Kur'an'daki "veli" sözcüğünün inanan insanları açıkladığında şüphe yoktur. Çünkü pek çok ayette, inananlar Allah'ın velisi olara tanımlanmış ve aynı zamanda veliler hakkındaki belirlemeler, bu sözcüğün "inanan" kimseler dışında bir kişiye işaret etmediğini göstermektedir. Sözgelimi, "Allah, iman edenlerin dostudur. Onları karanlıklardan aydınlığa çıkarır. Kâfirlerin velileri ise tâğûttur. (O da) onları aydınlıktan karanlıklara (sürükleyip) çıkarır. Onlar cehennemliklerdir. Orada ebedî kalırlar"187 ayetinde, Allah bütün inananların dostu olarak açıklanmıştır. Bu anlamda mevlâ sözcüğü de velî sözcüğünün anlamını ifade etmektedir.188 "Allah'ın dostları için, korku yoktur ve onlar üzülmeyeceklerdir"189 ayetinde ise, Allah dostları hakkında "korku olmadığı" ve “üzülmeyecekleri" belirlemeleri, diğer ayetlerde inanan bütün insanlar için kullanılmaktadır. Kur'an'da kullanılan "veli" sözcüğü, gerçekte sosyal ilişkileri açıklayan bir terimdir ve bu anlamıyla da Kur'an'da pek çok yerde kullanılmaktadır. İki kişi arasındaki yakınlığı ifade etmek üzere kullanılan sözcükler arasında anlam farklılığının olması, yakınlığın çeşitli düzeylerinin olduğuna işaret etmektedir. Kan bağı dışında ortaya çıkan bu düzeyler arkadaş (zemîl) ve dostluk (velî) düzeylerdir. Kuşeyrî, veli sözcüğünün fâil anlamında mübalağa olarak faîl kipinde olabileceği gibi, mefûl anlamında da faîl kipinde olabileceğini de söylemektedir. Bu durumda veli sözcüğü, koruma ve kollamada mübalağayı veya korunun ve kollanan anlamlarını ifade eder. Sosyal ilişkiler düzeyindeki velayet, bir başkasının korunması ve kollanmasını ifade etmektedir. Bu anlamıyla velî sözcüğü Allah'ın sıfatı olarak kullanılmakta ve onun kullarını koruma ve kollamasını açıklamaktadır.

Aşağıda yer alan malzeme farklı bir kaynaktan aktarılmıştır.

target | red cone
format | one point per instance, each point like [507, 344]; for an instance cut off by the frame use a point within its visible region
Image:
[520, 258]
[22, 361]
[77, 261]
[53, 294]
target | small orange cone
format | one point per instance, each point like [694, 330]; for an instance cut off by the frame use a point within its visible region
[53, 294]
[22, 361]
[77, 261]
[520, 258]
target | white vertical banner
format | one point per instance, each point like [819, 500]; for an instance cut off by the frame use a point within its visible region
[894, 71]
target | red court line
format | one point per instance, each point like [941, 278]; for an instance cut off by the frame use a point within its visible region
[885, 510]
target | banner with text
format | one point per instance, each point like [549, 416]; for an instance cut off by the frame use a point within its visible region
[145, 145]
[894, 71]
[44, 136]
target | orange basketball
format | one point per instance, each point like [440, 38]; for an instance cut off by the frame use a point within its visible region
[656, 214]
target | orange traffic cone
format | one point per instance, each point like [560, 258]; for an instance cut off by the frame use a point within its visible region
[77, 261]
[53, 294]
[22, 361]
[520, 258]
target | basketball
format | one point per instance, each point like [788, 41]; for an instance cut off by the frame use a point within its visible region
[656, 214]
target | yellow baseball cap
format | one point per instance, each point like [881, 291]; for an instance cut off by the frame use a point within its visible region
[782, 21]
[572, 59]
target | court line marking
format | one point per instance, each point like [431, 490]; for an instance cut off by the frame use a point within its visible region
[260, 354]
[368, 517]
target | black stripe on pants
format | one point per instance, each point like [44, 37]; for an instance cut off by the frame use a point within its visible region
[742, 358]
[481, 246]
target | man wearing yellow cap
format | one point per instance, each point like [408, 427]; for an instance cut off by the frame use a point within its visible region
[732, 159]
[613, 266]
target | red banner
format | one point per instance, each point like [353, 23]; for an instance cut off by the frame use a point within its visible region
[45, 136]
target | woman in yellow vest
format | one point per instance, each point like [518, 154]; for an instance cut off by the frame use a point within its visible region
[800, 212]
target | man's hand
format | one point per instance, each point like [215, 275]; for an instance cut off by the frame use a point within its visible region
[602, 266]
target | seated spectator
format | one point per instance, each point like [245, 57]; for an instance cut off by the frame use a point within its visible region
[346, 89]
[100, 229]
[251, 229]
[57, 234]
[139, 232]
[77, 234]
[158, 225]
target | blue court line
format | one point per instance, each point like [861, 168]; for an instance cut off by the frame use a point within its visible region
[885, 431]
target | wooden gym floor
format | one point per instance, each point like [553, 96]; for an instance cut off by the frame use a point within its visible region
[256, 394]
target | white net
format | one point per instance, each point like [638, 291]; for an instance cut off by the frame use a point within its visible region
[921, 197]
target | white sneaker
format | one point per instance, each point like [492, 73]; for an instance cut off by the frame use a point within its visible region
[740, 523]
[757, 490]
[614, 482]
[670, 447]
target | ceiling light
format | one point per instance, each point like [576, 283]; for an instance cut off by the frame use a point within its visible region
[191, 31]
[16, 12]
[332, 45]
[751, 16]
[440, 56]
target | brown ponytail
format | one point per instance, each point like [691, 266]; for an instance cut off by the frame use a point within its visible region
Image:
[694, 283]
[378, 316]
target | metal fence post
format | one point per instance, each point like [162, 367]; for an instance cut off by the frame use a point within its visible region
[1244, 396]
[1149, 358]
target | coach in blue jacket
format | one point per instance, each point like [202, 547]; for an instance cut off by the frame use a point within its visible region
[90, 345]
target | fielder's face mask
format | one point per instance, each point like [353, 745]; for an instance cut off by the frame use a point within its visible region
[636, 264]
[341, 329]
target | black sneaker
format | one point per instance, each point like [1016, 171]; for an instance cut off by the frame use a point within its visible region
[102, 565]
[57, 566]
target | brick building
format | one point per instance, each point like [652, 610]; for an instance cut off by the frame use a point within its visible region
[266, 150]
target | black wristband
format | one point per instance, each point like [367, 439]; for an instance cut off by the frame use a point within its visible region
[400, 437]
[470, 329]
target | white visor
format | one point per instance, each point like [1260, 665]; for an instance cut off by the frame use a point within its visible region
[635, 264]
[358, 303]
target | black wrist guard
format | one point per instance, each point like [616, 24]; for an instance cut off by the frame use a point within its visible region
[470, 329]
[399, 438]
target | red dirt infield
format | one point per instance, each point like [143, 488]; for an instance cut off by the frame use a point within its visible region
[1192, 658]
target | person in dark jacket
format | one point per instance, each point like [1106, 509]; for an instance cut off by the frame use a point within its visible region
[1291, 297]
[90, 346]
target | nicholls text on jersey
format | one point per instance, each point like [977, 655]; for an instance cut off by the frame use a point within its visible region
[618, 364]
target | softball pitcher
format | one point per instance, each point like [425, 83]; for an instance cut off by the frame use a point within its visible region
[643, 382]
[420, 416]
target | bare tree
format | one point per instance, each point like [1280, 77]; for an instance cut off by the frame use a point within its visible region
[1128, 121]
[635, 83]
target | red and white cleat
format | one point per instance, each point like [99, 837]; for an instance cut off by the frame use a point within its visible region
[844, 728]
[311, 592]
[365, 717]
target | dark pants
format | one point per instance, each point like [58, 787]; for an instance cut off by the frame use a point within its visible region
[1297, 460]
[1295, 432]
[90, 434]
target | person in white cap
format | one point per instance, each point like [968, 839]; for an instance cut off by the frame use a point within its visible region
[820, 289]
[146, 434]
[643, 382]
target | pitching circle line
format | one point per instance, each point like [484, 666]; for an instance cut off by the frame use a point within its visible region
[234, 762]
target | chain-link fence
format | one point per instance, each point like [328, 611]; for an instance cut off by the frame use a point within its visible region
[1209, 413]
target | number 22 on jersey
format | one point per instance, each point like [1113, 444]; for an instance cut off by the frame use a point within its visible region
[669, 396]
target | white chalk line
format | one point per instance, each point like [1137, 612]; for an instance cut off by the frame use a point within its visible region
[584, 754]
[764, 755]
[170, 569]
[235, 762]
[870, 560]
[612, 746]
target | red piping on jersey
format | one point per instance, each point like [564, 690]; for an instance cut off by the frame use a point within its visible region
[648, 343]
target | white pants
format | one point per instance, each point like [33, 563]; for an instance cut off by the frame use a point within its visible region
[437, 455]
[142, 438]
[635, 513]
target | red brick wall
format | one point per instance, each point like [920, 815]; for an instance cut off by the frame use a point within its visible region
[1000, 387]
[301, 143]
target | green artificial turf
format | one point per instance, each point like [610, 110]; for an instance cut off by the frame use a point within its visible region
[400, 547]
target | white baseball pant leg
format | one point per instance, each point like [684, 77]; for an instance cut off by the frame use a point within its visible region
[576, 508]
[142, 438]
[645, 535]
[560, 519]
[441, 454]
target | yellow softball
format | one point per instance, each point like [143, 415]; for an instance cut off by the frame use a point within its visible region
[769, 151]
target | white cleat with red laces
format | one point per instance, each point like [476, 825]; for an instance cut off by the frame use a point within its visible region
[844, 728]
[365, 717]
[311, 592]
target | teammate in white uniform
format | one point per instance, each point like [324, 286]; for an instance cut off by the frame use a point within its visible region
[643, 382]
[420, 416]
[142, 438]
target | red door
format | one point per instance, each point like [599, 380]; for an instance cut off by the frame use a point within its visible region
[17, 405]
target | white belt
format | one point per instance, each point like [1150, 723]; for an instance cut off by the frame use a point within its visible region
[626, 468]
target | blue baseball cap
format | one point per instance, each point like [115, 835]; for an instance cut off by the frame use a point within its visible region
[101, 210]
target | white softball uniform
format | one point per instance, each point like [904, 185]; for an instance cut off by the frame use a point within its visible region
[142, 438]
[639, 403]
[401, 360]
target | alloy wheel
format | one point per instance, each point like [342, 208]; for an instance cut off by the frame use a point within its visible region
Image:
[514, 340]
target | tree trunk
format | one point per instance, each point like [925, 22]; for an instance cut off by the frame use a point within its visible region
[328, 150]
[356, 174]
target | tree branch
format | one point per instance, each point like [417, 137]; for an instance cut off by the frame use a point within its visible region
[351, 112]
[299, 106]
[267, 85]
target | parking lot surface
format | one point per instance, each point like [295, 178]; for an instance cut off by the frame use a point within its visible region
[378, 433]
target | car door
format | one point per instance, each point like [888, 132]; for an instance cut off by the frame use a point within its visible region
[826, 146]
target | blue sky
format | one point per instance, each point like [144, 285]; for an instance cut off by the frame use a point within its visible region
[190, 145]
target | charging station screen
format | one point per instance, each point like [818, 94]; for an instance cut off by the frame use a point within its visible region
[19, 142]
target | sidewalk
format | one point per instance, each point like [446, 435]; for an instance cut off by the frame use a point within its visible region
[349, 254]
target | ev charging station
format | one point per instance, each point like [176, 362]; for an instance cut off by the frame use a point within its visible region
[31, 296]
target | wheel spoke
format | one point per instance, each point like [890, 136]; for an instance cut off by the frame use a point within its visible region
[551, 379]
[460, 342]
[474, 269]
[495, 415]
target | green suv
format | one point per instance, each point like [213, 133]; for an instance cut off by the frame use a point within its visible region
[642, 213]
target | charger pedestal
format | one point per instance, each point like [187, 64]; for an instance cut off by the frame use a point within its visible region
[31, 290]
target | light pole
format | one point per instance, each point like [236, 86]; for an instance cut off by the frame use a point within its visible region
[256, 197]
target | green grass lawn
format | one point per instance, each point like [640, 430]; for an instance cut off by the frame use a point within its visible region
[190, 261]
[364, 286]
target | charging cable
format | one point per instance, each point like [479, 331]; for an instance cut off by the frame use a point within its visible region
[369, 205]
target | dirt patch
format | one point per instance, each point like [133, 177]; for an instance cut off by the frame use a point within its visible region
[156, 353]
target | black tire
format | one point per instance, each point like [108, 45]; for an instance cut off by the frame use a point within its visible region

Erenlerin, hakka yürümelerinden sonra onların defin edildikleri gerçek mezarlar veya Sarı Saltık türbesinde olduğu gibi gerçek olarak benimsenmiş mezarlar, Alevi inancını benimsemiş insanlar tarafından ziyaret edilmektedir. Bu ziyaret yerleri, Alevilik açısından önemli "kutsal yer" kültlerini de oluşturmaktadır. Erenlerin türbelerinin bulunduğu yerlerin kutsanması anlayışı, diğer dinler ve ekollerin anlayışlarında da mevcuttur. Erenler kültünün bir uzantısı olarak gerçekleşen bu ziyaret yerlerindeki ritüeller, asıl olarak erenin Tanrı katındaki yeri nedeniyle ondan aracılık beklemek amacıyla gerçekleşmektedir. Bu olgu, salt Alevi İslam inancını benimseyen kişilerde değil, diğer ekollerin inançlarını benimseyen kişilerde de mevcuttur. Türbelerin oluştuğu dinsel ve kültürel ortama bakıldığında, Alevilik açısından erenlerin ve diğer sufi ekollerde velilerin defin edildikleri yerlerin türbe ismi altında kutsal mekan haline getirildiği görülmektedir. Bir ekolün düşünce sistemini inşa eden veya geliştiren alimlerin defin edildikleri yerlere nazaran, erenlerin ve velilerin türbelerinin inşa edilmesi ve halk tarafından da belirli amaçlarla ziyaret edilmesi, erenin Tanrı katındaki yerinin alime nazaran daha fazla olduğu şeklindeki inançtır. Bu olgu, bu algılamanın yapıldığı yerlerde karizmatik kişiliğin bilgin insana göre itibarının daha geçerli olduğuna işaret etmektedir.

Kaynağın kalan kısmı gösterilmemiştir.